Monday, March 10, 2014

What to Do When You Realize All Your Friends Are Assholes

When your daddy was in 8th grade, he went to something called a "Valentine's Dance." This is where the popular kids went to rub themselves on other popular kids, to the rhythm of the edited version of Montell Jordan's "Let's Ride." Meanwhile, the unpopular kids danced at arm's length from one another, and made frequent trips out to the hall to trade Pokemon cards, or whatever they were doing out there. Truth is, your daddy didn't really fit in with either group.

I was stuck in social limbo. I was desperate to impress the popular kids, with whom I had very little in common, and desperate to differentiate myself from the unpopular kids. I quickly learned that the best way to achieve both goals was to bully the unpopular kids as loudly and obnoxiously as possible. Once I had demonstrated a talent for linguistic terrorism against the "nerds" of our 8th grade class, a group of slightly more popular kids adopted me as a sort of insult attack dog. When the popular kids needed to effectively insult a person of higher intellect (I use the term loosely, as all 13 year-olds are blithering idiots), I was the guy they turned to. It was kind of like doing their homework for them, only exponentially more deplorable.
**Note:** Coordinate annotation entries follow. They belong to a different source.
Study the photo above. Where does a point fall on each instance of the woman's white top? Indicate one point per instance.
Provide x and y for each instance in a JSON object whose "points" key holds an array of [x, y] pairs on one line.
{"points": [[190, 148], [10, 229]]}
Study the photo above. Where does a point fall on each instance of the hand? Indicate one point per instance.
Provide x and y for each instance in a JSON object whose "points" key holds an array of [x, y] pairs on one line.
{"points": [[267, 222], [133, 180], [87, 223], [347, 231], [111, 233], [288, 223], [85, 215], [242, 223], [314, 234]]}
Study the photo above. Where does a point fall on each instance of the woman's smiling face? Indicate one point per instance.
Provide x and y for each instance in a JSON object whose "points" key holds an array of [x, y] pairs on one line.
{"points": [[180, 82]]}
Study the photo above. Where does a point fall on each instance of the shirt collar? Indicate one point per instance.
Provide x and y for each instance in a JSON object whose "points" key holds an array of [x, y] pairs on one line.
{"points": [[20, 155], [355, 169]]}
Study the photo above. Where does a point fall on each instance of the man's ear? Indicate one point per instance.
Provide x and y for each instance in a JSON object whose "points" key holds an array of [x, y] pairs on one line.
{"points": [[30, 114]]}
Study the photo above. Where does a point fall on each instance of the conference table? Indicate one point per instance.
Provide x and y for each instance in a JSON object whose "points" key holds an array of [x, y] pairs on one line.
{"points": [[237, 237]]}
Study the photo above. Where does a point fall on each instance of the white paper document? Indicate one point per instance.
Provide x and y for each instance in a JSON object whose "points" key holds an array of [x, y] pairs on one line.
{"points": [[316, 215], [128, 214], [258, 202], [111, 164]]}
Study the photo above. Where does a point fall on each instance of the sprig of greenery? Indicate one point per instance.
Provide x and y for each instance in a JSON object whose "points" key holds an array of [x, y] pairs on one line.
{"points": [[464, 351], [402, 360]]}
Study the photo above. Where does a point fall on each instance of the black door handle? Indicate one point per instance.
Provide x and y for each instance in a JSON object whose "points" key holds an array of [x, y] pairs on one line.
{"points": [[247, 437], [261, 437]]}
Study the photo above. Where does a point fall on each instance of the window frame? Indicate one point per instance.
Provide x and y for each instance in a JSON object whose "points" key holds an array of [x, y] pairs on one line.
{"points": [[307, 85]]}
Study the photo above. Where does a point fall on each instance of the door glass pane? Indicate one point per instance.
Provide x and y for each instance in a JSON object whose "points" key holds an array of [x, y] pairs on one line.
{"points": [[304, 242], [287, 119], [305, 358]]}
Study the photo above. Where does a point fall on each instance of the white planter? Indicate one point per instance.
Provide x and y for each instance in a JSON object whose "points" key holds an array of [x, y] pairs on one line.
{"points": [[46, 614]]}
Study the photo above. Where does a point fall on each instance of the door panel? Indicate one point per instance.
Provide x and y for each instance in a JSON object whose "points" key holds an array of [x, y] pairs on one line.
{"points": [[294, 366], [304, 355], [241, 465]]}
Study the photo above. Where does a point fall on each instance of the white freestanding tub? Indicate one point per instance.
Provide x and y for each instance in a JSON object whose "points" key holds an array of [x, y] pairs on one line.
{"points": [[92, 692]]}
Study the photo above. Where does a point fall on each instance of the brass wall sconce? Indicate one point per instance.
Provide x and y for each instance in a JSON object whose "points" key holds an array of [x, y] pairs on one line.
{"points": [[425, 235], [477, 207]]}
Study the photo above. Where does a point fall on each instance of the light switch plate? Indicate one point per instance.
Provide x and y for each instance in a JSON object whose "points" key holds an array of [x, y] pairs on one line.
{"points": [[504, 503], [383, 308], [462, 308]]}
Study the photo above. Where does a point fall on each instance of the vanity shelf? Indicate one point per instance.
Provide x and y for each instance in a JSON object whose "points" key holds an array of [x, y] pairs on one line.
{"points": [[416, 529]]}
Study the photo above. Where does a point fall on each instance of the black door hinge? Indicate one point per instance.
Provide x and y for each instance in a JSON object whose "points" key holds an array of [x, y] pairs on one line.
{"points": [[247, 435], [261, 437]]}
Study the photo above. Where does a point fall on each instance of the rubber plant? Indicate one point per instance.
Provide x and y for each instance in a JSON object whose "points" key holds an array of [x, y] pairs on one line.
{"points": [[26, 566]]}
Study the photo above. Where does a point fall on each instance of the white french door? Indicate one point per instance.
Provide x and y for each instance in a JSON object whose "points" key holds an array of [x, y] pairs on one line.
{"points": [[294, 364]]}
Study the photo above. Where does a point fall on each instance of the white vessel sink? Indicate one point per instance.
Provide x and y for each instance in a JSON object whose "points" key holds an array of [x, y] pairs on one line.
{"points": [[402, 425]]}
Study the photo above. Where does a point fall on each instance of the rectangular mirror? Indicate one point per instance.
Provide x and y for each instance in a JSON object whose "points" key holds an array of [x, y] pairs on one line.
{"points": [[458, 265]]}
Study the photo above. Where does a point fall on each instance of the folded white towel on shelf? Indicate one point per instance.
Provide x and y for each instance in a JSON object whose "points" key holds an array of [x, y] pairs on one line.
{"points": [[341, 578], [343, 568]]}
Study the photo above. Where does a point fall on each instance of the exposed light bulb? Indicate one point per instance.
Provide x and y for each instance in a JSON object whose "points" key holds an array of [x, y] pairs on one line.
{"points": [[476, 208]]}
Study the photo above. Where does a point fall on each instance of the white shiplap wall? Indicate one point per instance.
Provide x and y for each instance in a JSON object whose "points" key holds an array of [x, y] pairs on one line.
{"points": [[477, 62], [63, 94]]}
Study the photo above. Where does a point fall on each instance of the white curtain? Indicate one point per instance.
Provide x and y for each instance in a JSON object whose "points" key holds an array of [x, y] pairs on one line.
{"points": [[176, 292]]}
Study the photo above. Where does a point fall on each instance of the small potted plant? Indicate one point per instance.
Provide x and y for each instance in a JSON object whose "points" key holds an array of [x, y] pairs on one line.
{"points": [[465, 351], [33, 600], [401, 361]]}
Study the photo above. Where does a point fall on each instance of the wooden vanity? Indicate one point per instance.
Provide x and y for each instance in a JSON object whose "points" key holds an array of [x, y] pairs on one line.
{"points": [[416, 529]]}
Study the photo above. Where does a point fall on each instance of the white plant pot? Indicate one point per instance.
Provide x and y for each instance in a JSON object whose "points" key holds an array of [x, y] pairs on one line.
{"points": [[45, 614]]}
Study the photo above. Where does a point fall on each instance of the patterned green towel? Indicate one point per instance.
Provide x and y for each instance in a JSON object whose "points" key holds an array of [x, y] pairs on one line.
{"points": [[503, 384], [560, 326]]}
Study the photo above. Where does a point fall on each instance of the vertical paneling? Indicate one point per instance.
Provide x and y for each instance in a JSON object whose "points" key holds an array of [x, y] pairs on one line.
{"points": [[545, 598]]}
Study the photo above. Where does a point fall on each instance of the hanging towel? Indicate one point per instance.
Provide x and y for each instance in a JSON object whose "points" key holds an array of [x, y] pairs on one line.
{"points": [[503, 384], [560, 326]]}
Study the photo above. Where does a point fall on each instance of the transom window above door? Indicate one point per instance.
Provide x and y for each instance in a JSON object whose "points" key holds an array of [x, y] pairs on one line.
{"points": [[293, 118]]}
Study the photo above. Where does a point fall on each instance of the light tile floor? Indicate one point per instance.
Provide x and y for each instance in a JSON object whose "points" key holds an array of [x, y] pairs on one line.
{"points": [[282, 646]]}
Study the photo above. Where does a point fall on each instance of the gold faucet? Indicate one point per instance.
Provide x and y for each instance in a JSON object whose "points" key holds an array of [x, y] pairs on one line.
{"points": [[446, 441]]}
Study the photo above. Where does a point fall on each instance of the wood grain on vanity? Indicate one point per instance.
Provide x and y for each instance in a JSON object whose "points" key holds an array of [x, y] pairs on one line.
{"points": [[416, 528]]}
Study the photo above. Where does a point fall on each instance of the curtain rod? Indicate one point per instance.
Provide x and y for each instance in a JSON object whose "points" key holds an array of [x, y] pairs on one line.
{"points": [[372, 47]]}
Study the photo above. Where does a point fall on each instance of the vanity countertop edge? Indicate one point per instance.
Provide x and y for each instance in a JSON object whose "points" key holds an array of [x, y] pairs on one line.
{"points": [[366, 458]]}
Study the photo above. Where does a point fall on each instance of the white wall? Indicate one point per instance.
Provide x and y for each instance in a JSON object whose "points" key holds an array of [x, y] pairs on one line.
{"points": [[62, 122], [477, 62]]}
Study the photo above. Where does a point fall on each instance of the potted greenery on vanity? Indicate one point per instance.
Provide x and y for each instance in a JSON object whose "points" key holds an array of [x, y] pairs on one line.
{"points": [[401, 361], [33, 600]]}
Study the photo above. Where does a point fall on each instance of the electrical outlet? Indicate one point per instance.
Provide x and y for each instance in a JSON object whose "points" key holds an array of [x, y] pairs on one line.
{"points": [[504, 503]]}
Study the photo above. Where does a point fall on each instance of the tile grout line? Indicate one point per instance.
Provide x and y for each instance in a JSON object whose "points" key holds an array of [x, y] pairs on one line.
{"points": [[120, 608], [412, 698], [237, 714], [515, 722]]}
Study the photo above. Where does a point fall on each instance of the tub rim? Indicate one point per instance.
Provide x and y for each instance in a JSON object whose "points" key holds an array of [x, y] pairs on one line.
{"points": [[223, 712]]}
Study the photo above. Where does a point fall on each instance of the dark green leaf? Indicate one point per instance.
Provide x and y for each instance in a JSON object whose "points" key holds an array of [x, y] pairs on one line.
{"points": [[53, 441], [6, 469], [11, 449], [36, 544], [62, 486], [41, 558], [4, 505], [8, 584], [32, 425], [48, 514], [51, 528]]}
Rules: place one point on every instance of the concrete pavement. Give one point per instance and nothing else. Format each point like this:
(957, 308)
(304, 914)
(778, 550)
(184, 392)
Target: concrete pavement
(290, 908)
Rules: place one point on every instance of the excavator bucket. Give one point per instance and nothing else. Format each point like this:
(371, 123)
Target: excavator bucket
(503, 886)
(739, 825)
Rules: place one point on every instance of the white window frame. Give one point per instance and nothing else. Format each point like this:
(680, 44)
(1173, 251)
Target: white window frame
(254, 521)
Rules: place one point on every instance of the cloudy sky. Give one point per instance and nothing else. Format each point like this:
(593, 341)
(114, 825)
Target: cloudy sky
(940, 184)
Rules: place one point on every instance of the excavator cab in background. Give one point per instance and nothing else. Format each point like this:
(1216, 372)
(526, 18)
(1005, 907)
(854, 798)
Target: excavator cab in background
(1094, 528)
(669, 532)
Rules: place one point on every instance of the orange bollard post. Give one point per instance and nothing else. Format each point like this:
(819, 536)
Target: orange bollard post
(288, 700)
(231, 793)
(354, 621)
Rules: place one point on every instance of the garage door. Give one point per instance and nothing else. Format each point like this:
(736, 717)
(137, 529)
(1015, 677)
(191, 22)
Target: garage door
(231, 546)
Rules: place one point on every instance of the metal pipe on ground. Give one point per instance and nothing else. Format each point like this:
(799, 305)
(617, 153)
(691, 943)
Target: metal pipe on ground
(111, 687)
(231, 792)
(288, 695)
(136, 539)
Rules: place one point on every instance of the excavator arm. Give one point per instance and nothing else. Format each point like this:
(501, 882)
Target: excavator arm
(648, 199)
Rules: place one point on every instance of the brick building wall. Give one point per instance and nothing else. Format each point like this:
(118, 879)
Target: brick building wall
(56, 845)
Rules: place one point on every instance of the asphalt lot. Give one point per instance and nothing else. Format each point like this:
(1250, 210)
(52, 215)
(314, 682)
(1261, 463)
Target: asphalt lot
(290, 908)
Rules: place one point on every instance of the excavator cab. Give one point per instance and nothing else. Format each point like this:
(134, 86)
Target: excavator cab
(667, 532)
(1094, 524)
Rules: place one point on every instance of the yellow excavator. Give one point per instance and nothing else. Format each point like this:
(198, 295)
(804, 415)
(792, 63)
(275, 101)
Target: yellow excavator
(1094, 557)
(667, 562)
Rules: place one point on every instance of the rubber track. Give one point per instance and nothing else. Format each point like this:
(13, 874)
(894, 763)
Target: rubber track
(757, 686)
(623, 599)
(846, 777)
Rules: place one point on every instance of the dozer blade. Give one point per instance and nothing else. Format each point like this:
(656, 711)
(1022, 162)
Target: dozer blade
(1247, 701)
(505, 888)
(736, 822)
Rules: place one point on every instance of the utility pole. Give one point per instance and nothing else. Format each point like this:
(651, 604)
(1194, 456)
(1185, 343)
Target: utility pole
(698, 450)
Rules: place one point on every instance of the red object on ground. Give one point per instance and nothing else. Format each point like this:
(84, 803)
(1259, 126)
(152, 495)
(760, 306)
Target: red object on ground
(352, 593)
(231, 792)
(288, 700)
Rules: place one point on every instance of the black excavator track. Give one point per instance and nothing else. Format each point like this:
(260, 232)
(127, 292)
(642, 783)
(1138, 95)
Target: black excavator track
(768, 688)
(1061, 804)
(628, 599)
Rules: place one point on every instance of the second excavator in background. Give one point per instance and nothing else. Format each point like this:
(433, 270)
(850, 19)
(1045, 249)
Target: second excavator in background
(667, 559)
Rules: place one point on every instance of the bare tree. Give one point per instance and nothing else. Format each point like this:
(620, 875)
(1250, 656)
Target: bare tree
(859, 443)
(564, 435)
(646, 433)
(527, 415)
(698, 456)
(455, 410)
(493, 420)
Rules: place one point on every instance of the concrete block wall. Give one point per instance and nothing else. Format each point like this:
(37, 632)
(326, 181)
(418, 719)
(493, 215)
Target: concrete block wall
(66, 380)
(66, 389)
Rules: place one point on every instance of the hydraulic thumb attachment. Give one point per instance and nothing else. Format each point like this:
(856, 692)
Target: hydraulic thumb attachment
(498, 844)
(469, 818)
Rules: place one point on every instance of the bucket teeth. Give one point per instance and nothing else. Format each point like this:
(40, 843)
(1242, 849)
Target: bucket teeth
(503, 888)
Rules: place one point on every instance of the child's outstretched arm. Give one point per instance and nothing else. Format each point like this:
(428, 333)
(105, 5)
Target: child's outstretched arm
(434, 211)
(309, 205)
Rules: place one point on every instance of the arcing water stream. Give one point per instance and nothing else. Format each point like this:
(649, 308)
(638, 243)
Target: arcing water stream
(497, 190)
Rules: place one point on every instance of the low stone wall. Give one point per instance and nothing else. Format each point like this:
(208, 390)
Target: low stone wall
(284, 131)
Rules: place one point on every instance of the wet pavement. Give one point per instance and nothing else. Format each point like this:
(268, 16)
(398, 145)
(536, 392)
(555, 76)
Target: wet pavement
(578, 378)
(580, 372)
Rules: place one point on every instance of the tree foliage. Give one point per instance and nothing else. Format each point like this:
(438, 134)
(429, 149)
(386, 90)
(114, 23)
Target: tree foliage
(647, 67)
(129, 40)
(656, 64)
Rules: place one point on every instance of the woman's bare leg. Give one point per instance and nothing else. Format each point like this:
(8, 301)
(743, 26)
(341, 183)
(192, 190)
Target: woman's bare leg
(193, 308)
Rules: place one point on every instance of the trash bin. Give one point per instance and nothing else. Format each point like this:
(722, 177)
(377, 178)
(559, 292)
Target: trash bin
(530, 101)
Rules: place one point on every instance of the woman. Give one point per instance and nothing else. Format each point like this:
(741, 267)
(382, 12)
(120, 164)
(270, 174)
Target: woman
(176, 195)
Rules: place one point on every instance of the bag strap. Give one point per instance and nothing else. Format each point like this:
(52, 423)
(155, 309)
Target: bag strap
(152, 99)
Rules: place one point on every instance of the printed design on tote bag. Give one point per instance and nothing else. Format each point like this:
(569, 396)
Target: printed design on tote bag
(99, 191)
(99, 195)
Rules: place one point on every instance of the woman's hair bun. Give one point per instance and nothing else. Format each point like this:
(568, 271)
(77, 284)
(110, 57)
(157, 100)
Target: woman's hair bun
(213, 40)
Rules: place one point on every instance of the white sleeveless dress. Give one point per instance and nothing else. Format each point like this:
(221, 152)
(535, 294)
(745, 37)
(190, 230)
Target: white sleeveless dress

So at this Valentine's Dance, I was unconcerned with finding another kid with whom to rub bodies, while trying not to mess up the choreography of Freak Nasty's "Da' Dip." Rather than have a good time myself, my task was to make sure the unpopular kids felt shame for the good time they were having. 

One of these unpopular kids was a 6' 2", 350 pound monster of a man-child. This kid could have stomped us all to little grease spots if he wanted to. Fortunately for us, he either lacked the confidence for grease spot-stomping, or he had superhuman restraint. 'Cause if he ever got mad, none of us would have ever made it to 9th grade.

When I say that this kid was an easy target, you may think, Oh, of course. Because he was big and overweight. But you'd think wrong. He was huge. That's not an insult, that's just reality. But if he were huge and obsessed with football, and rap music, and titties, he probably would have been in with the popular kids. This guy was an easy target because he was huge and obsessed with Dragon Ball Z and Magic the Gathering, and had a 4.0 grade point average. Anime, role-playing, and scholastic achievement were not considered cool when your daddy was in 8th grade. This is one unfortunate lesson of being a teenager: The criteria for being popular or unpopular, admired or tortured; the attributes and qualifications that separate a bully from a victim are completely ARBITRARY. Who cares if you play sports or watch anime?! Teenagers do. And they are ruthless about it. There is no universe where I--all 5'6" of me--should be able to make someone a foot taller, and more than twice my size leave a middle school cafeteria in tears. But at the 8th grade Valentine's Dance, that's exactly what happened.

I don't remember what I said. And if I did remember, I wouldn't tell you. I'm not proud of ruining that boy's night, and I don't want you to have that kind of artillery in your vocabulary when you're 13 years old. I hope to hell that viciousness isn't hereditary.

Whatever I said to him that night, I didn't realize the extent of the damage I'd caused. I ran back--tail wagging behind me--to seek the approval of the popular kids. Several songs played before I even noticed the big kid was no longer there, towering over students and faculty alike. I asked someone where he went. They said they didn't know, but that they saw him run out of the cafeteria crying.

I realized in that moment, that all of my friends were assholes. And I was worse than any of them, 'cause I didn't even share in the popularity we were cultivating with our cruelty. I had become some kind of asshole court jester.

If you ever find in 8th grade that all of your friends are assholes, and that you're just as bad, or maybe worse than they are, stop. 

Just stop.

You may find, as I did, that most of your friends will also stop being assholes. It's like a law of nature, that when one asshole stops playing along, it's less fun for the remaining assholes. And if your friends don't stop being assholes, don't worry about it. In less than a year they'll find themselves on the bottom rung of an even more rigid and brutal caste system, called high school.